Six Million Dollar Boy

I was born in England in 1965. My mother and father (a doctor) have both lived and worked in the UK since 1963.

The snippets which follow concern a short but memorable episode which occurred during my childhood back in 1975, during a long summer holiday to Mashhad. At that time I was a chubby ten year old who was obsessed with the Six Million Dollar Man TV show. My days were spent running everywhere and trying to jump up at branches of trees in very slow motion. My sister, who was a year younger than me, dreamed of growing her tight and curly hair long, blond and straight. She resorted to tying my mum's tights around her head so that as we played she could simulate “brushing” back her hair which was in fact one of the legs from the tights. What a sight we must have been as we ran around the hospital grounds where we had an apartment.

The trip to Iran was going to coincide with mum's birthday, which she decided to celebrate in Mashhad rather than Halifax (West Yorkshire). Also, my dad had decided to stay in the UK. So just myself, my sister and my mum were going. A little about my mum who is now 60, living with me and my future wife and the one rock of stability I have in my life. Because she spoke fluent English and my sister and I had all but forgotten Farsi, she was determined to show off her cosmoplitan-ness at every opportunity. At Heathrow airport, any time an Iranian family came into view she spoke to us in English . When they had disappeared she would break into her all-too-familiar Farsi, “Agar nasheeni meezanam to maghzet!” (which roughly translated into English means, “I'll smack your brain if you don't sit down and stop playing”.

We arrived in Mashhad to find my uncle had arranged the Mother of All Birthday Parties for my mum in my grandmother's house. It was an outdoor event and soldiers had been posted outside the door for the duration of the proceedings. Soldiers were also preparing the food and other soldiers were hosing the brick tiled ground to cool things down and clean the yard at the same time. The chubby boy from Halifax had never seen so much food being prepared in his life before. Rice was being cooked in a huge, “deeg” (a cast iron pot) and the aroma of wood burning, rice boiling, meat frying combined with the visual feast of aubergines being peeled, garlic crushed, chicken cut and various salads being chopped was overwhelming. Each time I stood too close to the cucumber slicers , Fati, my grandmother's servant, would ask me to stand back. Within two weeks she had resorted to pinching me when I misbehaved.

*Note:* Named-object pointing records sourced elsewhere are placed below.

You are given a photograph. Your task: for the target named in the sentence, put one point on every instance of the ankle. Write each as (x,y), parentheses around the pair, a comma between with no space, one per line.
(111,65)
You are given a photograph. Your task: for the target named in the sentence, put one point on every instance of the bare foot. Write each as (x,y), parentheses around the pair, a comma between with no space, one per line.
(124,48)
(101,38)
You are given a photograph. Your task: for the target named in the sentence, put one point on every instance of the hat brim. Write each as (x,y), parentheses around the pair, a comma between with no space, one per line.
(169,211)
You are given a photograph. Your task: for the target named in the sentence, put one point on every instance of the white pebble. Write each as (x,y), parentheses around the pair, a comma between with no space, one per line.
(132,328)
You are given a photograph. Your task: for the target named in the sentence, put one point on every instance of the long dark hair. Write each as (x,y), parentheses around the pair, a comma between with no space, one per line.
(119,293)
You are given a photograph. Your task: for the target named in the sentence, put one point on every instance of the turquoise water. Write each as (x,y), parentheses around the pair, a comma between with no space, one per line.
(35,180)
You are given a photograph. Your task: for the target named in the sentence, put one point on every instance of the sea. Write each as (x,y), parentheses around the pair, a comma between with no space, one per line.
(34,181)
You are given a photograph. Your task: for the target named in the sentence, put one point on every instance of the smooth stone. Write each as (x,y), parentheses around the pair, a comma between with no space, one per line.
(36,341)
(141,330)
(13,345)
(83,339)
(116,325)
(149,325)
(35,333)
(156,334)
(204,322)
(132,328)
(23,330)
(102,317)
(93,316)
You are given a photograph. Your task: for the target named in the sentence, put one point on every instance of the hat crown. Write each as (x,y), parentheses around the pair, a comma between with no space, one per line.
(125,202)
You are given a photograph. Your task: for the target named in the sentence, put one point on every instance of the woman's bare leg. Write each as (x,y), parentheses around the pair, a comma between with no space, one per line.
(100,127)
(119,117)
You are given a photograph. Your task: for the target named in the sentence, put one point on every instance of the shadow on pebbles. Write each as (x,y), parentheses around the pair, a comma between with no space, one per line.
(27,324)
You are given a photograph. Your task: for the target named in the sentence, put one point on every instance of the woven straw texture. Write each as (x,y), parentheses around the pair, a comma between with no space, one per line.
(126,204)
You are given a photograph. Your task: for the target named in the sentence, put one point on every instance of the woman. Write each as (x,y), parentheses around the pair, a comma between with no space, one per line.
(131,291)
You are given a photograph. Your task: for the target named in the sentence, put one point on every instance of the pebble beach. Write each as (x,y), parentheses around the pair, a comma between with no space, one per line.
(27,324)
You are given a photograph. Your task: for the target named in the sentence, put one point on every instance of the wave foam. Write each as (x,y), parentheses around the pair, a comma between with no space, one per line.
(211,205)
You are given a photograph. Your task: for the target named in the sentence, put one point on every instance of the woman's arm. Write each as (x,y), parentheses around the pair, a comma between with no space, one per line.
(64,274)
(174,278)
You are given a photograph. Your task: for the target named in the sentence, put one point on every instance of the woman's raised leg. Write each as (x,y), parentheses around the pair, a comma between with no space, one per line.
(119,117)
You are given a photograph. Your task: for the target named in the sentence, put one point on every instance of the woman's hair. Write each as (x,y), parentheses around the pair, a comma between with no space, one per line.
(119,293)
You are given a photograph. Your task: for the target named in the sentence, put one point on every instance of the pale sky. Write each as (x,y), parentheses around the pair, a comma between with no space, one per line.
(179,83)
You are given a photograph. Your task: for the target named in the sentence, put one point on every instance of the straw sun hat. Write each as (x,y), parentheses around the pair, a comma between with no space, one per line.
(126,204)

The evening came and guests arrived with women in their “Maxi” dresses and men wearing ties almost as broad as their chests. Haydeh was playing in the background and us kids soon started to group together to antagonise the helpers. We rounded rather cruelly on one of my uncle's gofers who was a dwarf and therefore a curiosity (he was killed outright in a motorcycle crash the same year). Our next victim was the photographer. A group of six to ten year olds trying pounce into every shot must have been infuriating. Finally we went indoors and started making random number phone calls pretending we were from SAVAK and about to arrest them – needless to say I had no idea what SAVAK was and a kindly colonel in our family asked us never to repeat the word again.

The climax of the evening was at my mum's birthday cake. It was huge and shaped into the numbers three and six, denoting her age. To this day she refers to the relatives who betrayed her age as donkeys (ajab kharaaee hasatn…). The celebrations continued and in the midst of all this I discovered the fresh fruit. In a one hour period, I recall stuffing almost my own weight in cherries into my mouth. Then I went back to more delicious shireen polo and khoreshteh gheimeh. At one point I coughed and ended up with a teaspoon full amount of rice lodged in the back of my nose. No amount of snorting dislodged it.

My next memory is my mum holding a lagan (potty) for me to sit on and another for me to be sick into. Yes, I was struck down with violent diarrhea and nearly ended up in hospital attached to a drip. My grandmother fed me with nothing but rice and yoghurt for the next week. As far as I was concerned, however, my one night of gorging and naughtiness had been well worth it. In that summer heat I became very active and shed a lot of my excess fat, which in turn made me into a very vain ten-year-old. I also fell in love with a girl who was the same age as me but wouldn't return my affections. She had a permanently blocked nose and I thought it sounded so cool that I began to take on her way of talking, “lebidoodam cheraa dabaaghaab gerefteh…” I would say to my mum. She would simply smile.

Twenty-four years have now passed and I can still recall the smell of balaal dipped in salt water and ripe kharbozeh split the whole way round with one thrust of a knife. Fati, the servant, still comes to me angrily in my dreams as I pee into the hose aab in the middle of the court yard instead of the outside toilet. My grandmother, who died last year, still tells me off as I run around her trying to escape my sister's clutches as she kneels facing Mecca.

One day I will take my future wife (Indian beauty from the Punjab) back to Iran so that my memories may be brought to life for her.